Persentuhan inilah yang menstimulus gerakan reformis di kalangan Ulama Mesir ketika itu seperti yang diwakili Muhammad Abduh, Amin al-Khuli, dan Ahmad Khalafullah. Mereka terilhami untuk merumuskan cara-cara baru dalam menafsirkan Al-Qur’an melampaui pendekatan teologis.

Meski demikian, dinamika ini juga menuai kontroversi dari ulama setempat. Tidak hanya di Mesir, Munirul Ikhwan juga melihat kasus serupa terjadi di Indonesia, di mana seorang pemikir Muslim mencoba untuk merevitalisasi metodologi tafsir Qur’an dengan bantuan perspektif yang dipelajari di Barat, sebagaimana ditunjukkan Sahiron Syamsuddin yang mempopulerkan hermeneutika Al-Quran yang juga disambut dengan badai kontroversi.

Sebuah diskusi yang menarik juga terjadi dalam sesi tanya-jawab dari dua orang penanya. Dr. phil. Fadhli Lukman bertanya lebih lanjut kepada Tottoli terkait argumen yang disampaikan oleh Ziyad Elmarsafy dalam bukunyaThe Enlightenment Qur’anyang menggarisbawahi pengaruh Al-Qur’an terhadap sejarah intelektual Eropa, bahwa Al-Qur’an juga turut mengilhami modernitas Eropa.

Jika memang begitu, maka tesis modernitas dalam Islam, yang selama ini selalu disebut sebagai pengaruh dari pemikiran Eropa, harus ditinjau kembali. Tottoli merespons dengan menyediakan jawaban yang tidak definitif, mengingat kompleksnya persoalan. Yang jelas, ia menegaskan bahwa legasi Al-Qur’an di Eropa masih dan akan terus diungkap khazanahnya melalui riset-riset berkelanjutan.

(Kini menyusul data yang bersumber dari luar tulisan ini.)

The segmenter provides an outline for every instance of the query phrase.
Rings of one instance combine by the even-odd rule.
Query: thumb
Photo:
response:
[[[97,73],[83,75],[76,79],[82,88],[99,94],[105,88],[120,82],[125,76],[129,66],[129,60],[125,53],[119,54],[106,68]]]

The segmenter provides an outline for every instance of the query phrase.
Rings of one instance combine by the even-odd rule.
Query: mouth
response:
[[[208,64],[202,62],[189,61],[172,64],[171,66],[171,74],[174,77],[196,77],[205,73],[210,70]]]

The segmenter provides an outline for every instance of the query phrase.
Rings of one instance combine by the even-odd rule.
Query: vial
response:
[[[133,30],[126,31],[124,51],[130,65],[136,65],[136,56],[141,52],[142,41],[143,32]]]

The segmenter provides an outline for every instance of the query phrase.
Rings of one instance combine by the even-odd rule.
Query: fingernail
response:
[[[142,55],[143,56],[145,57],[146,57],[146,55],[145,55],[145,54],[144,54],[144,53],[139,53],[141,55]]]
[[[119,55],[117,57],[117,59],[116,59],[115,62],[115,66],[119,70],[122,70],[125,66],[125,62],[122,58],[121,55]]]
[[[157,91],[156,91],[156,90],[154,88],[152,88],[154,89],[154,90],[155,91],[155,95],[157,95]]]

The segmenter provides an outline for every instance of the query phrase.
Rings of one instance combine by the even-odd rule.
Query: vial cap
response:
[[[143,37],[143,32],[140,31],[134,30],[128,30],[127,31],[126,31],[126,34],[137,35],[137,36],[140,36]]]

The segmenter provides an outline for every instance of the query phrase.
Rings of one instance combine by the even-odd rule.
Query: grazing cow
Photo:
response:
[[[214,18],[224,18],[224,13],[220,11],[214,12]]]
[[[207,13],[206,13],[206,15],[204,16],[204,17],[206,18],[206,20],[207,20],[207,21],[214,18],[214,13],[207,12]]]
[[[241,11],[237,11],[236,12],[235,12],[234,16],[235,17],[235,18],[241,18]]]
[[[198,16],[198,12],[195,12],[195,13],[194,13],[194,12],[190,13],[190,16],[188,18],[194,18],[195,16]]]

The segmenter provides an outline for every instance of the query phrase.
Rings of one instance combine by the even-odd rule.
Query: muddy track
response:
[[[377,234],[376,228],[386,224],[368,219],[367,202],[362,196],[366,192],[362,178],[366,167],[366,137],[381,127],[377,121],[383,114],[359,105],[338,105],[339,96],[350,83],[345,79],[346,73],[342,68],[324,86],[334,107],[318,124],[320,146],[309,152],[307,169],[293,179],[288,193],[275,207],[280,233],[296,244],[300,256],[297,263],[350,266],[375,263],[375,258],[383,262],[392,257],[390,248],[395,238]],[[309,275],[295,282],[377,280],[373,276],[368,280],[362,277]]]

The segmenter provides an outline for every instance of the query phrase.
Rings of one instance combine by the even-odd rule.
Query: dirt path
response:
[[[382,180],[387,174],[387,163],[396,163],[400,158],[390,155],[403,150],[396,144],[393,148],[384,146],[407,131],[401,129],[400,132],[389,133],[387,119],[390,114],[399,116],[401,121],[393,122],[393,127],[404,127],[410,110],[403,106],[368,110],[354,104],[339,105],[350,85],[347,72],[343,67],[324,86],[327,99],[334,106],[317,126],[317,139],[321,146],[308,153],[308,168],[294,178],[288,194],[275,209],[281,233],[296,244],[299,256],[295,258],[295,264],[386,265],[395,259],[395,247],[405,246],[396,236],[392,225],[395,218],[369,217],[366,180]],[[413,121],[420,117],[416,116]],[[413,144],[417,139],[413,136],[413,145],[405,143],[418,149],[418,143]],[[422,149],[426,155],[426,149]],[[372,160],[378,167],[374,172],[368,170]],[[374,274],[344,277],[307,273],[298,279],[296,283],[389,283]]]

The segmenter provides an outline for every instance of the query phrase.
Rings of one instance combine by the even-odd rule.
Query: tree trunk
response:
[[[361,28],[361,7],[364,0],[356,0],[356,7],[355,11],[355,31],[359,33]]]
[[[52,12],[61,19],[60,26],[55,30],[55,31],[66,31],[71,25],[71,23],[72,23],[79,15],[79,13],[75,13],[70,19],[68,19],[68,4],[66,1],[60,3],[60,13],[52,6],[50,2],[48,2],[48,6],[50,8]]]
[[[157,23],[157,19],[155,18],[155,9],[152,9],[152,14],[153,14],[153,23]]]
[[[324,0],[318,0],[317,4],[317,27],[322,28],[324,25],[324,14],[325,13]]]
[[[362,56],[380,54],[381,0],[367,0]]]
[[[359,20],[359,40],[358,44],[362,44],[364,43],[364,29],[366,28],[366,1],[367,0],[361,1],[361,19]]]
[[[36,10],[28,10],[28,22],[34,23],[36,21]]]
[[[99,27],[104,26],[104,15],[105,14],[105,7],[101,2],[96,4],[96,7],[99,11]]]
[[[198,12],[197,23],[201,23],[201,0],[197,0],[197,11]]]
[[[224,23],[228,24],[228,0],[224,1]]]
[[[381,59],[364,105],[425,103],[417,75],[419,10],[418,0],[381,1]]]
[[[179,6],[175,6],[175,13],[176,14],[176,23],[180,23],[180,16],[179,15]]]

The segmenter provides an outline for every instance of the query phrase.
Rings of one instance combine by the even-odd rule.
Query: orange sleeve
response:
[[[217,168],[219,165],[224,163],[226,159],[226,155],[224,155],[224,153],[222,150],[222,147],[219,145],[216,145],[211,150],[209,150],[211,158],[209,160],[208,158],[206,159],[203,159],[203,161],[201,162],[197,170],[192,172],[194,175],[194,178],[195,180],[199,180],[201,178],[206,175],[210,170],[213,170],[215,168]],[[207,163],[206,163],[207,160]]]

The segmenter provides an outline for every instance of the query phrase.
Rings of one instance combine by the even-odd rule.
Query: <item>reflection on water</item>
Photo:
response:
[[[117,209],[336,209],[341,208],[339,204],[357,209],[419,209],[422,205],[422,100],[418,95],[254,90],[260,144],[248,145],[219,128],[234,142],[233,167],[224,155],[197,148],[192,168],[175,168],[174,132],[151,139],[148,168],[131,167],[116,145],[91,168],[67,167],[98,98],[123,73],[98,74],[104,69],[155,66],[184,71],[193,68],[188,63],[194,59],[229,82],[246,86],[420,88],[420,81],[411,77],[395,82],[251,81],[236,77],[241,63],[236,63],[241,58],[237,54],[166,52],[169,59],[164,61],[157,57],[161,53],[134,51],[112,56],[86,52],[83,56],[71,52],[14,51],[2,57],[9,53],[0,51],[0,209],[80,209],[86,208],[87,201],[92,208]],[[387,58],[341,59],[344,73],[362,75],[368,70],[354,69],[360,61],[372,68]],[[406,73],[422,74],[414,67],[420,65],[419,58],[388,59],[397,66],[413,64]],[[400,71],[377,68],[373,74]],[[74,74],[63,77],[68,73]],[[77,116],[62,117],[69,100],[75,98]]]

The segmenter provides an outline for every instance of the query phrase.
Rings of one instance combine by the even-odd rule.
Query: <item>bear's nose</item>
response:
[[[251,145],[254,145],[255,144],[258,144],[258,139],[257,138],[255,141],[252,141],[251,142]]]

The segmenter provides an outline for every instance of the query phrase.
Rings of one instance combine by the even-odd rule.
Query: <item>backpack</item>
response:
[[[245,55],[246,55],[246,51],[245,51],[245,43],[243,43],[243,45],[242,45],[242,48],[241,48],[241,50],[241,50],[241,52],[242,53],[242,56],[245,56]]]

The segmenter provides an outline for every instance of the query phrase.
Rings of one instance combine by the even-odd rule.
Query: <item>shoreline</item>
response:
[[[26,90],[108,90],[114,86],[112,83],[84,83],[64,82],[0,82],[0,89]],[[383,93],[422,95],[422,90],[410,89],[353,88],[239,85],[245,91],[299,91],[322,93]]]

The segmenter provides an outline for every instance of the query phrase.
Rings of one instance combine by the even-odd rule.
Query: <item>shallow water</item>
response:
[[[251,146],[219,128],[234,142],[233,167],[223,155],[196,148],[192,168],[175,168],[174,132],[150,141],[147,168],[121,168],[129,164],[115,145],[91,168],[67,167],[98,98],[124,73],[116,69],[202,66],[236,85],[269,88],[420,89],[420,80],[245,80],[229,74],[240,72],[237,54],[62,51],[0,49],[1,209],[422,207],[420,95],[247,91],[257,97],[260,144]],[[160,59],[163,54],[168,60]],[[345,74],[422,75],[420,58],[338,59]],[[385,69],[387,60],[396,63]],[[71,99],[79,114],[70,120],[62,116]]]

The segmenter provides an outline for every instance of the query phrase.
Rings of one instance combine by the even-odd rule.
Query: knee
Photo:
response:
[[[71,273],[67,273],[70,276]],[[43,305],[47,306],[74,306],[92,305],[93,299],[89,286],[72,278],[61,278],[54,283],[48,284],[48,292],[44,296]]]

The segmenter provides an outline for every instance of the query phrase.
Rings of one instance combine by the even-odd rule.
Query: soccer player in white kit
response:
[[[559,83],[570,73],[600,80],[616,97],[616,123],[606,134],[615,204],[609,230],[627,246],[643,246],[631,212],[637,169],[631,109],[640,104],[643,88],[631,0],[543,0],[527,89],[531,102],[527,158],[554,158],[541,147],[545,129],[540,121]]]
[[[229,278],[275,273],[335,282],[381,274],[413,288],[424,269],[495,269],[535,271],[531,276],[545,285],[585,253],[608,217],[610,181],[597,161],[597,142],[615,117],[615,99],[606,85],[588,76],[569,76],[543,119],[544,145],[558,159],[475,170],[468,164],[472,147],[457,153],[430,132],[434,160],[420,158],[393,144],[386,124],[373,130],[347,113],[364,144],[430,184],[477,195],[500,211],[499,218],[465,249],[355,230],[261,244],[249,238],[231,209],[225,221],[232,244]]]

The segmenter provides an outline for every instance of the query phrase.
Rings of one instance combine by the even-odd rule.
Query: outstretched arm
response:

Penanya kedua, M. Dluha Luthfillah, M.A. mengkonfirmasi lebih lanjut terkait penjelasan Tottoli terkait manuskrip yang berisi terjemahan antar-baris Al-Qur’an berbahasa Latin. Mengambil perbandingan dengan dengan konteks Indonesia, di mana terjemahan antar-baris menggambarkan situasi pedagogis, Dluha ingin tahu lebih lanjut apakah hal serupa juga terjadi pada konteks Eropa. Tottoli menjelaskan popularitas genre terjemahan Al-Qur’an tersebut di berbagai belahan dunia, seperti di Persia, akan tetapi situasinya lebih sulit bagi teks dengan arah baca kiri-ke-kanan, seperti Latin. Akan tetapi, Tottoli juga tidak menghindari klaim definitif dan merespons dengan memotivasi untuk melakukan riset lebih lanjut terkait khazanah tersebut.